From what I've learned, the main reason to avoid accessing shared scopes from your CFC is that it makes your component less portable. In the case of a Flex application, if the purpose of my CFC is to solely provide transactions for that application, do I really need the component to be portable? Maybe. But as I said I'm struggling with alternatives. For example, one of the methods in my CFC returns a string of HTML. The HTML will not be Flex safe so I can not use Flex to display the result. Instead, on result of the remoting call I'd like to launch a new window that will display the HTML. To me the perfect solution would be to store the HTML in an array of structures (or struct of structs) in the session scope, with each structure containing a uuid corresponding to the given HTML. Then the remoting call would return the uuid, passing it along to the new window via the url. The new window would display the appropriate HTML from the session structure based on the uuid passed. As I said, to me it's a perfect solution. My method would be putting data into the session scope, rather than querying the scope which would preclude that my app is relying on specific session data to exist (therefore reducing portability). Is this a bad thing?

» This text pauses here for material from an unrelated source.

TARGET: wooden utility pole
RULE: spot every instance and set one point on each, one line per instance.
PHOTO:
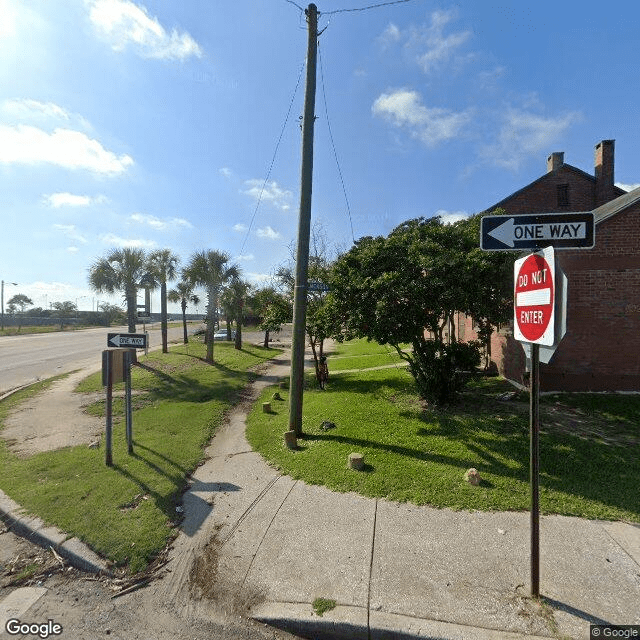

I'm sure there are other CFers out there like me who are just getting their feet wet with Flex. What do you think? How would you handle this case? The only other alternative is to make the HTML Flex safe, but I really don't want to go down that road (though it could easily be done). Users of this product are very familiar with the HTML formatting and would not likely be too happy with the change.
P.S. Not to get all prophetic, but I promise that this project is going to be very helpful to many of you CFers out there.



Does it make sense then to store the base cfc in the application scope so that the proxy does not have to invoke it with each call?
In normal situations I wouldn't be outputting HTML in my 'model' code.
After all is said and done, rules are relative.
Agreed. Actually, it's not directly 'outputting' but retrieving and returning the HTML as a string. Would that technically still be breaking the 'no view in the model' rule?
There is an alternative that I am considering (which still requires the proxy, or facade). Haven't made the final decision, but if I told you the circumstances than I'd be letting the proverbial cat out of the bag. Not that this project is all THAT, but.....
As long as you separate your processing from your display elements, I don't have a problem returning HTML from a method.
Although, I wouldn't want to combine a method that both processes data and format it.
I've had situations where queries will filter data based on the user's login credentials. In CF, the login credentials would be stored in some sort of session variable and queries filtered accordingly.
With the Flex Front End, I used a Facade (Or is service layer the right term?). After login, a 'sessiontoken' is passed back to the Flex client. That value is passed to each remoting call as an argument.
Now that I say that out loud, I think i was storing the relevant server-side-session info in the application scope, and loading it up as needed based on the sessiontoken, which isn't use of the session scope at all.
An early release of the project should be good to go next week (assuming I can wrap some things up tommorrow). Keep an eye out here and in RIAForge!
this helped simplify things cf side & seems to work a bit better w/this particular GIS--it's very tempting to maintain its objects in session vars but it gets cranky when it's used all day long like that and "normal" GIS apps tend to be used that way. storing it's normal "session" bits in the flex client helped us remove that temptation ;-)
I've been doing remoting in Coldfusion Flash (Flex 1.5) forms for some time now, and the way I'd always set up my CFC's was as Ray Camden suggests: storing them in the application scope and using a lightweight proxy cfc to return the results of those methods.
However, all the Flex > Coldfusion integration suggests you create bindable mappings to cfc's in AS classes.
Doing this makes your Flex apps less portable as it requires Coldfusion at the backend. So yes... break the rules!